The U.S. military carried out airstrikes described as 'self-defense' operations targeting Iran, according to Fox News' morning briefing on May 26, 2026. This was the most prominent development of the day, though sources have not yet provided additional details on the scale, specific targets, or casualties. At the same time, American politics is heating up with the Texas Senate primary race between Paxton and Cornyn — seen as the latest loyalty test to Trump within the Republican Party. Additionally, candidate Graham Platner appeared at a Bernie Sanders campaign rally, publicly endorsing democratic socialism — an unusual signal as the Democratic Party seeks direction following its 2024 defeat.

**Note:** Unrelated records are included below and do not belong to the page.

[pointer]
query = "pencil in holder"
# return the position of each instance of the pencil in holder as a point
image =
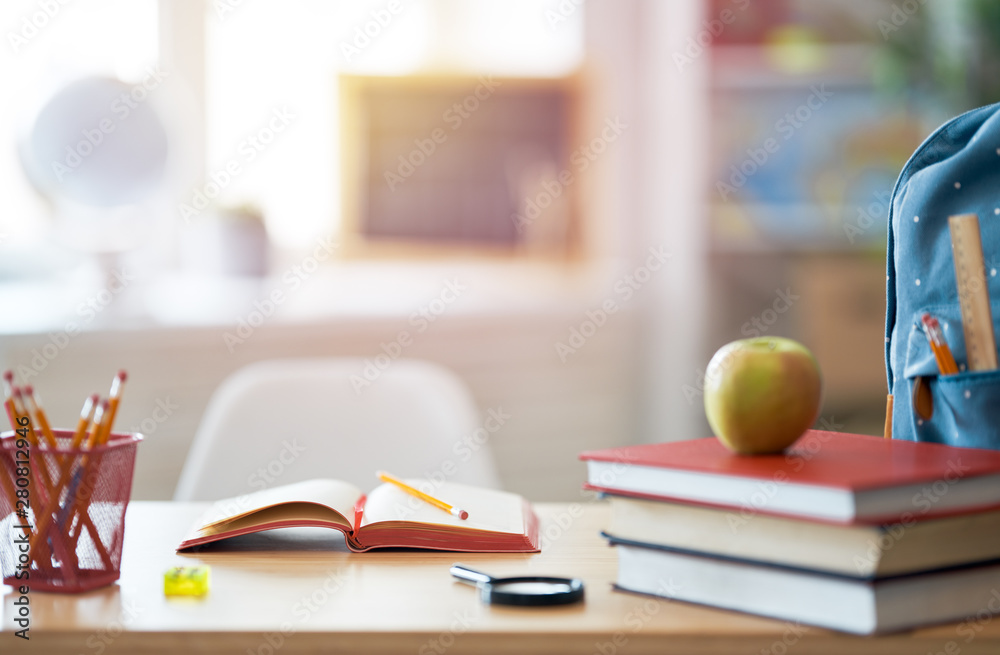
(62, 511)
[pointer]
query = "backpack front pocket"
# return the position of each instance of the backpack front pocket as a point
(965, 407)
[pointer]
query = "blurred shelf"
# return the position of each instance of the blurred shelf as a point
(787, 67)
(792, 228)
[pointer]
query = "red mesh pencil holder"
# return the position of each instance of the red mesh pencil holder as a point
(63, 511)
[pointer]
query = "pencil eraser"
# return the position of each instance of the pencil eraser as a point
(187, 581)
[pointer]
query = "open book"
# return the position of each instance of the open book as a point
(388, 517)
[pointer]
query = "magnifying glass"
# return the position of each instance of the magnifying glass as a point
(525, 590)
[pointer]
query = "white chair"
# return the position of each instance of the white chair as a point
(286, 420)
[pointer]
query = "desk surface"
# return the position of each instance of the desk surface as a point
(321, 596)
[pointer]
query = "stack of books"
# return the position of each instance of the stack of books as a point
(849, 532)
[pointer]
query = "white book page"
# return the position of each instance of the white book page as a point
(337, 495)
(489, 509)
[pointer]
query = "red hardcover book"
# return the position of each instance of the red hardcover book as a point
(826, 476)
(387, 517)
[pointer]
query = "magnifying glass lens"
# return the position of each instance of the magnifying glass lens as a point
(533, 588)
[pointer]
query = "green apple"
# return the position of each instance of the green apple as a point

Calling it 'self-defense' is an intentional legal framing — designed to avoid triggering the War Powers Act, which requires congressional approval.
Analysis
U.S. airstrikes targeting Iran — though framed as 'self-defense' — raise serious questions about the threshold for escalation in the Middle East.
The most recent time the U.S. directly attacked Iranian territory or forces at a significant scale was in early 2020 when Trump ordered the killing of General Qasem Soleimani — resulting in regional tensions that persisted for months. If these airstrikes are comparable in scale, Tehran's response will be a critical variable: Iran could escalate through proxy forces in Iraq, Syria, Yemen, or Lebanon.
Washington's characterization of this as 'self-defense' is an intentional legal framing — designed to avoid triggering the War Powers Act, which requires congressional approval within 60 days. This formula has been repeatedly used by administrations from Obama through Biden.
In the broader geopolitical picture, these attacks occur alongside ongoing U.S.-Iran tensions centered on stalled nuclear negotiations. The global oil market — particularly sensitive to instability in the Gulf region — will be the immediate gauge of financial markets' reaction.